24 de Março de 2000



O sistema da Cimeira


Há um conjunto de interrogações que o propagandeado tema da Cimeira Europeia de Lisboa inevitavelmente insinua. No eixo está a perplexidade de como é que a questão central debatida nestes dias pelos Quinze - o emprego - sequer se colocou.

Nenhum dos políticos sentados na Junqueira terá a mais pequena dúvida em afirmar que a construção da União Europeia tem sido um êxito. Mais ainda, dirão em que foi na economia que esses passos se revelaram maiores, e que, a haver alguns problemas, esses colocam-se sobretudo na esfera social.

Ora o mais distraído dos cidadãos será levado a colocar a pergunta de como é que se conseguem bons resultados económicos e simultaneamente se gera uma situação de aumento do desemprego com gravidade suficiente para determinar a agenda do conclave lisboeta.
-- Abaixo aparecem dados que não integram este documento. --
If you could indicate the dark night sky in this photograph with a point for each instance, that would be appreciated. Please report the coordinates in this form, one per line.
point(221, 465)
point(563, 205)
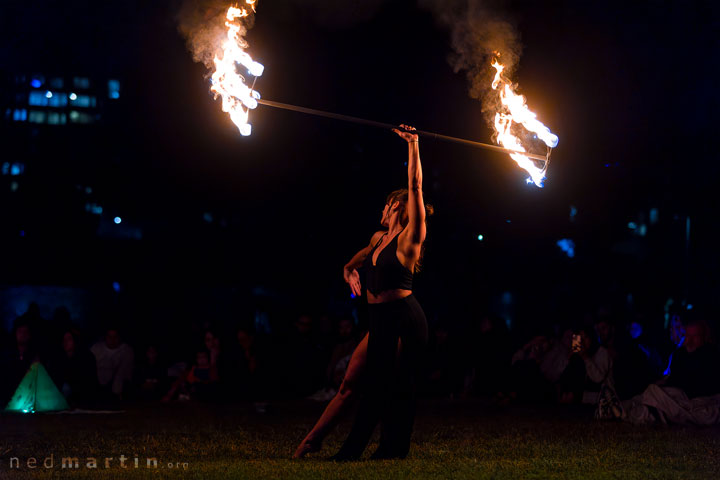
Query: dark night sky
point(629, 87)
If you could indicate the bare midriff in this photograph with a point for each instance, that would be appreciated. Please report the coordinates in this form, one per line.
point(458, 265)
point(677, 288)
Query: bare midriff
point(388, 295)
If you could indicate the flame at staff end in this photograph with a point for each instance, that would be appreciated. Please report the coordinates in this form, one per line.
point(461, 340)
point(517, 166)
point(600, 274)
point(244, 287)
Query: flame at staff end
point(515, 110)
point(237, 97)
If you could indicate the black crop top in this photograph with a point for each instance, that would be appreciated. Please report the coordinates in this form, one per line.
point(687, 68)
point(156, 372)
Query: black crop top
point(389, 273)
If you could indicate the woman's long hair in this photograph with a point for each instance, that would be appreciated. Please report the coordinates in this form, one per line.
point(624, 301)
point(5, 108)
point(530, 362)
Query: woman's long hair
point(401, 196)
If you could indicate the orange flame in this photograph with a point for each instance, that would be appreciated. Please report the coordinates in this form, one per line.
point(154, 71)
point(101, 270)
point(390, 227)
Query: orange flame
point(514, 109)
point(237, 97)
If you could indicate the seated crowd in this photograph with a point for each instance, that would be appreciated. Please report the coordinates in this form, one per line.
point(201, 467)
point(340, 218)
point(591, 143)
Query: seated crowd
point(617, 367)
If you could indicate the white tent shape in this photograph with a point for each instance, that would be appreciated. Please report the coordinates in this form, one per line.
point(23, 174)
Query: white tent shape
point(37, 393)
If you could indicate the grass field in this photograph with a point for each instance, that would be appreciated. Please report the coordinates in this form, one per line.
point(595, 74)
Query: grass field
point(461, 439)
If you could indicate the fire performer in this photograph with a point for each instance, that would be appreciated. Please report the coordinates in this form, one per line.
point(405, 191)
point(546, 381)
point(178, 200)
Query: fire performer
point(387, 360)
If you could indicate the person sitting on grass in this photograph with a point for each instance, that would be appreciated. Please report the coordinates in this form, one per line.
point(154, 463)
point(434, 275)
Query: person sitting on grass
point(115, 360)
point(198, 383)
point(690, 393)
point(589, 369)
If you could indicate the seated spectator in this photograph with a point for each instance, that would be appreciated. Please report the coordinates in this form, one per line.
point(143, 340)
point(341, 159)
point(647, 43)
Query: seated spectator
point(151, 375)
point(74, 371)
point(675, 340)
point(589, 368)
point(690, 394)
point(198, 383)
point(636, 363)
point(114, 361)
point(694, 368)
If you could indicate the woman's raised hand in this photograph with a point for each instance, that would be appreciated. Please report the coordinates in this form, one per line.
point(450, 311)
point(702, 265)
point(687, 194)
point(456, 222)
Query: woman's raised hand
point(352, 277)
point(408, 136)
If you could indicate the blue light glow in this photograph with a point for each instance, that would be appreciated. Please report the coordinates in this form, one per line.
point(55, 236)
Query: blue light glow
point(567, 246)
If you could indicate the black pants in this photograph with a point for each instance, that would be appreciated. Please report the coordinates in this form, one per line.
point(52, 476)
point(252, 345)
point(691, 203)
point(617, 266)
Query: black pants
point(390, 379)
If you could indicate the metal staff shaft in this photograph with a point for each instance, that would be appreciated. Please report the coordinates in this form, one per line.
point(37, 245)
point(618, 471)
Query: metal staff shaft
point(389, 126)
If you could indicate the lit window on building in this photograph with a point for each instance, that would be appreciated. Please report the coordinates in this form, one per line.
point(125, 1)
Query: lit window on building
point(55, 118)
point(93, 208)
point(81, 117)
point(81, 82)
point(84, 101)
point(20, 115)
point(37, 116)
point(12, 169)
point(38, 99)
point(58, 100)
point(114, 89)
A contradição surge aliás de diversos ângulos. Que desenvolvimento económico é este que não apenas desperdiça como engendra perda do factor essencial da criação de valor - o trabalho? Se, malbaratando o mundo do trabalho, não é na sua própria produção que as economias europeias vão buscar os anunciados bons resultados, onde é que o vão fazer? Por outro lado, se há desenvolvimento económico, como se explica que surjam os "problemas sociais", elíptica expressão para designar o que é essencialmente consequência exactamente do aumento do desemprego?
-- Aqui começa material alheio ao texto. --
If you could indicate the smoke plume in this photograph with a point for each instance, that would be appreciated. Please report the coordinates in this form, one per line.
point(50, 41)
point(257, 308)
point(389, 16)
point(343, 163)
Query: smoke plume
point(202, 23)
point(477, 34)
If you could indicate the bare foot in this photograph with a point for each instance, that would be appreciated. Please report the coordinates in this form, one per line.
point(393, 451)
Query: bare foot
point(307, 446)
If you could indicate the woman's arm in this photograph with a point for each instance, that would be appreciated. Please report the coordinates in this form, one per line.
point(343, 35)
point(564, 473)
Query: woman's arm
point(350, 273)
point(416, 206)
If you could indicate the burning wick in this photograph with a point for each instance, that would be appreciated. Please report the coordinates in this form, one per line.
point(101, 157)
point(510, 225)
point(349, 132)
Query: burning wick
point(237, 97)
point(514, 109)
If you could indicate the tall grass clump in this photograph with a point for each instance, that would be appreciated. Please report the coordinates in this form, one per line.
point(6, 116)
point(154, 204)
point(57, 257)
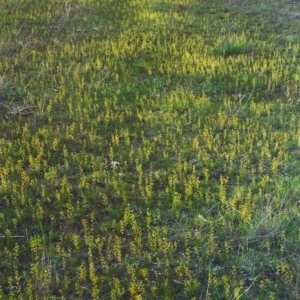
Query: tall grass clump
point(149, 150)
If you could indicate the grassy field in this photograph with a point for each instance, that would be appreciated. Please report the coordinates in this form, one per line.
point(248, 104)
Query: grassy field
point(149, 149)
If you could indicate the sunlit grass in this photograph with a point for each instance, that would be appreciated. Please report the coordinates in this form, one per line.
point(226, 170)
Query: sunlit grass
point(149, 150)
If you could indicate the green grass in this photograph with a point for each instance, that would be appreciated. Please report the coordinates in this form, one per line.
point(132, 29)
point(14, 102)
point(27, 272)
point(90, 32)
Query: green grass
point(149, 150)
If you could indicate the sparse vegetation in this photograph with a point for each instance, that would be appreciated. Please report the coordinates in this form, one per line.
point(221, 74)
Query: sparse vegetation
point(149, 149)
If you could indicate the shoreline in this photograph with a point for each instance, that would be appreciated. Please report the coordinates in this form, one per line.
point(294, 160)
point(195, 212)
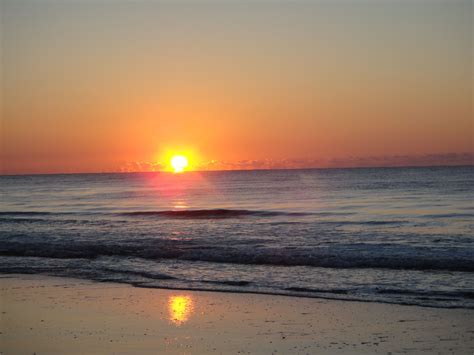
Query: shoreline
point(233, 291)
point(108, 317)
A explicação não é, já se vê, difícil de encontrar. A Europa comunitária procurou exclusivamente uma racionalização das suas economias capitalistas, recorrendo a receituários que não podem sequer ser considerados novos. Desmantelar fábricas em países europeus e retomar a produção em países de mão-de-obra barata evidentemente que aumenta os lucros da empresa em questão e lança na miséria centenas ou milhares de trabalhadores. Investir capitais europeus no local onde eles tenham melhores remunerações não é novidade, apenas o fluxo aumentou na circulação e afunilou na apropriação.

A questão, no fundo, é de sistema, no qual não só é inteiramente possível que as empresas estejam mais ricas e seja no aumento dos seus lucros que essencialmente se traduz o desenvolvimento económico comunitário, ao mesmo tempo que a parte desse desenvolvimento que cabe a milhares de trabalhadores se traduza em desemprego e exclusão.
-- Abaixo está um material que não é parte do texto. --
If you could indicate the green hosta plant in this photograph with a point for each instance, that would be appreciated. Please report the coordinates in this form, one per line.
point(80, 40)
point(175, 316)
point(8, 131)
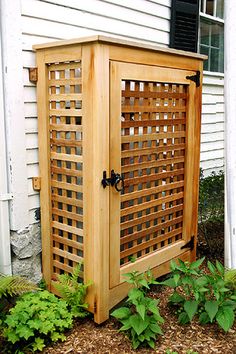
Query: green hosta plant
point(36, 319)
point(203, 295)
point(11, 285)
point(140, 318)
point(73, 292)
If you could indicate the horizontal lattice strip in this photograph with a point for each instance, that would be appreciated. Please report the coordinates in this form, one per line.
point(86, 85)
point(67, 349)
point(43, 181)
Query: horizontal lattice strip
point(67, 255)
point(67, 186)
point(67, 214)
point(66, 171)
point(150, 217)
point(65, 97)
point(65, 241)
point(67, 228)
point(152, 123)
point(150, 230)
point(66, 112)
point(68, 201)
point(153, 109)
point(146, 244)
point(151, 191)
point(153, 177)
point(66, 157)
point(152, 204)
point(63, 82)
point(66, 127)
point(152, 137)
point(152, 164)
point(154, 94)
point(153, 150)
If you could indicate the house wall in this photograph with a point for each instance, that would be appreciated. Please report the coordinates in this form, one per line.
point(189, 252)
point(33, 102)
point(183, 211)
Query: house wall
point(42, 21)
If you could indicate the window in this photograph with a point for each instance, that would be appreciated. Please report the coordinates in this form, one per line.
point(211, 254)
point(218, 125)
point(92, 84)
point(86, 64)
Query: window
point(212, 34)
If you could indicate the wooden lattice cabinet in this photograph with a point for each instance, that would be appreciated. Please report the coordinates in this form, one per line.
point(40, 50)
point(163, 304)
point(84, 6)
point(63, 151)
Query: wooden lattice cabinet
point(119, 141)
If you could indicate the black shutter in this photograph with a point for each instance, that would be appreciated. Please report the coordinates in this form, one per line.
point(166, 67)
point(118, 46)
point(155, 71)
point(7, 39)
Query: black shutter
point(184, 25)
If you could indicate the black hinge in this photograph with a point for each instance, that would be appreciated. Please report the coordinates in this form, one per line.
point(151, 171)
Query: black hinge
point(95, 307)
point(195, 78)
point(189, 244)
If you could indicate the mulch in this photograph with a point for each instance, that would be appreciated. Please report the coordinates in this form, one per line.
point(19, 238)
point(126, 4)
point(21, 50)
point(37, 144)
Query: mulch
point(87, 337)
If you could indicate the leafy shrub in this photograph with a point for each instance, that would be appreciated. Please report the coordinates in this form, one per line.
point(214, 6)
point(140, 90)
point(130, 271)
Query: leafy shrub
point(36, 319)
point(141, 317)
point(203, 295)
point(73, 292)
point(230, 278)
point(211, 197)
point(11, 285)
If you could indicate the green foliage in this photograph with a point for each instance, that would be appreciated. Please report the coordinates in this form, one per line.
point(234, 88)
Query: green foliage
point(11, 285)
point(140, 318)
point(36, 319)
point(206, 296)
point(73, 292)
point(211, 197)
point(230, 278)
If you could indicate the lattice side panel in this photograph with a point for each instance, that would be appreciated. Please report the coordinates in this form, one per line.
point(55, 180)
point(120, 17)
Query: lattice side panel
point(65, 114)
point(153, 132)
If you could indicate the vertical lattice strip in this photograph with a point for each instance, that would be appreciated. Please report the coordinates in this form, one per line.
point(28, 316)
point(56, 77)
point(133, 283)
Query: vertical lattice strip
point(65, 117)
point(153, 131)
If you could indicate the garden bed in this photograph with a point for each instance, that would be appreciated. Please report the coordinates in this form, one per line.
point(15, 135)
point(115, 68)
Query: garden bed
point(87, 337)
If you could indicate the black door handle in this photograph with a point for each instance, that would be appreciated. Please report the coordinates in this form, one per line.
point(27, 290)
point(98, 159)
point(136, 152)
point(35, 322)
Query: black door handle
point(114, 180)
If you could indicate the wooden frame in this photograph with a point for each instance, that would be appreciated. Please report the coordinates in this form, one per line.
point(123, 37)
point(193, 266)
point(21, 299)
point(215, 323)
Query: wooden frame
point(79, 110)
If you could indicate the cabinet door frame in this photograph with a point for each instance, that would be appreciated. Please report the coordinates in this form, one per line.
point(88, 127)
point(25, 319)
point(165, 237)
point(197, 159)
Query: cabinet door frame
point(125, 71)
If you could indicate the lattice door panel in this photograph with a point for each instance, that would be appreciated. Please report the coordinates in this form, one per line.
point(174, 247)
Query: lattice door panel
point(149, 127)
point(153, 128)
point(66, 166)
E muita gente já se apercebeu disso. Agora o que é verdadeiramente interessante são as explicações e soluções que surgem. E a que está a fazer uma excelente carreira - e de que os textos de Pacheco Pereira e José Manuel Fernandes no Público de ontem são exemplos tão esclarecedores quanto de gregoriana afinação - é a comparação com a economia norte-americana.

De facto a taxa de desemprego nos EUA é mais baixa do que na Europa, mas a verdade também é que os EUA têm mais capitais investidos na exploração de salários de miséria em todo o mundo do que a Comunidade Europeia. Não é em especificidades internas da economia americana que se encontra a raiz essencial dos seus resultados, mas pelo contrário na sua capacidade de apropriação em proveito próprio de produção a nível planetário, capacidade essa que simultaneamente sustenta e determina as soluções internas.

Não é preciso ser adivinho para concluir que a receita não é generalizável. Mais ainda, manifestamente não é sustentável. O planeta tem limites, a tendência do sistema é concentracionária e hegemónica e até já originou duas guerras mundiais.